To some it’s a universal symbol of never ending love and devotion, while others treat it simply as another piece of jewelry that is worn like a watch or bracelet … and may even, occasionally, get tucked into a pocket or purse during unspecified extracurricular activities. Most women wear it with a measure of contentment, watching it grow smoother and thinner as details disappear with the passage of time. Most guys wear it dutifully, periodically contemplating the permanent groove it etches into that fourth phalange as their own circumference increases and that of their wedding ring does not.
There are two occasions when the ring can be a symbol of sadness: Customarily, when it migrates from the left hand to the right upon death of a spouse and stupidly, when some dufus takes it off in a bar or similar setting. The latter occasion is particularly pathetic because the offending party is not only intending to violate the honor and trust that was once vowed at the altar but, if it’s a guy, he’s also clearly ignorant of the magical power that ring has to attract women … nearly as great as its power to manufacture immeasurable amounts of guilt. Nonetheless, a wedding ring is a babe magnet! If you don’t believe me, just walk into a singles bar sometime and notice who is drinking alone and who is making small talk through a big nervous smile.
I once interviewed a group of women who expressed a strong preference for married men. The most common reason given? “Because they’re safe. You know you don’t have to get involved.” I have no idea why men might be attracted to married women, unless they’re filthy rich … that wasn’t part of my assignment. Either way, the Seventh Commandment has taken quite a beating for a long time!
What happens on your finger often reflects what’s happening inside in your head. I’ve worn two wedding rings during my lifetime and, looking back, they receive mixed reviews. To avoid eye-glazing detail, suffice to say that my first wedding ring ended up in a shop that had a “We Buy Gold” sign on the door. It netted thirty-five bucks. The second one has never left my finger since it was originally installed nearly twenty-five years ago … except during surgery.
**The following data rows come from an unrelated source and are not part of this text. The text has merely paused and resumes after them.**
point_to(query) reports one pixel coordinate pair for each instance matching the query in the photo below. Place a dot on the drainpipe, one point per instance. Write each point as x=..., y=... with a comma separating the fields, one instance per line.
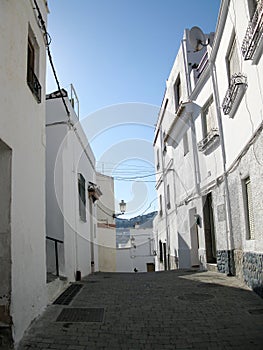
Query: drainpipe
x=165, y=201
x=229, y=228
x=192, y=124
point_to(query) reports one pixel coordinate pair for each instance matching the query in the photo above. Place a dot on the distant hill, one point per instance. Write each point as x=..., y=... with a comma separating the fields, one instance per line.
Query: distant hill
x=141, y=220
Even then, Veege and I touched fingertips and slipped the ring onto her finger from mine and back again in the recovery room.
Both of us have always attached great importance to preserving the tangible expressions of the emotional bond we share. Notice I didn’t say “the love we share” … that’s something different, though it’s all part of the same package along with romance and other aspects of sharing one soul and one spirit. It may have great importance, but I don’t love my ring … I love my wife.
There is one tangible expression that still remains unexpressed and, not coincidentally, it too encircles the fourth finger of the left hand. When we became engaged, I couldn’t afford a proper-size diamond so, on the advice of a friend, I gave Vigi a rather elegant birthstone ring instead … along with the promise that on our twenty-fifth anniversary I would exchange it for a diamond. Although she has tried several devices to let me off the hook, to me that’s like the fat guy waving his dish in the air while turning down a second chunk of chocolate cake. With only a few months to go, dinner is over … and dessert has begun!